For Multiple-Input-Multiple-Output (MIMO) wireless communication, multiple antennas are used at both the transmitter and the receiver. Because MIMO increases data throughput without additional bandwidth or transmit power, MIMO is becoming increasingly popular in wireless communications standards. One issue with MIMO is that transmission quality degrades in Line-of-Sight (LOS) and poor-scattering environments. More specifically, MIMO relies on an uncorrelated transmit channel resulting from a multi-path environment. However, in LOS and poor-scattering environments, transmit channel correlation increases. As a result, transmission quality decreases.
In order to address this issue, current MIMO transmitters typically operate in a closed-loop configuration. In the closed loop configuration, the MIMO transmitter performs transmit channel based precoding prior to transmission to a MIMO receiver. One such example is precoding for MIMO as defined by the Long Term Evolution (LTE) standard. In LTE, the MIMO receiver estimates the transmit channel and selects one of a number of predefined precoding matrices based on the estimate of the transmit channel. The precoding matrices are unitary, and the selected precoding matrix is one which will maximize capacity based on the estimate of the transmit channel. The MIMO receiver then provides feedback to the MIMO transmitter, where the feedback includes the selected precoding matrix or a reference to the selected precoding matrix in a codebook stored by the MIMO transmitter. The MIMO transmitter then applies the selected precoding matrix to a signal prior to transmission. However, since the transmit channel changes frequently and the precoding matrix is selected based on the transmit channel, the transmit precoding matrix must also be updated frequently. More specifically, the MIMO receiver must estimate the transmit channel, select a precoding matrix, and feed back the selected precoding matrix or a reference to the selected precoding matrix to the MIMO transmitter frequently in order to reflect changes in the transmit channel. Using MIMO as defined by the LTE standard as an example, a new precoding matrix is preferably selected and fed back on the order of every 4-5 sub-frames.

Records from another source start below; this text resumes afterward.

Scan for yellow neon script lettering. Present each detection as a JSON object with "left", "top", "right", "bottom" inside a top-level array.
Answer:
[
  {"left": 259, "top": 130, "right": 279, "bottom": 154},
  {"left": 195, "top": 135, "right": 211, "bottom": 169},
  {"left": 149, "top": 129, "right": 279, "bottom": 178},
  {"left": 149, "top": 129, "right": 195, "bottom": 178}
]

However, one issue with the transmit channel based precoding scheme of current closed loop MIMO transmitters is that the transmit channel based precoding scheme is not suitable for high-order MIMO. More specifically, as the order (i.e., number of antennas) increases, the complexity of the transmit channel precoding matrix and therefore the overhead required for feedback of the transmit channel based precoding matrix also increases. As such, there is a need for a precoding scheme for high-order MIMO that improves transmission quality and minimizes or substantially reduces the overhead required for feedback.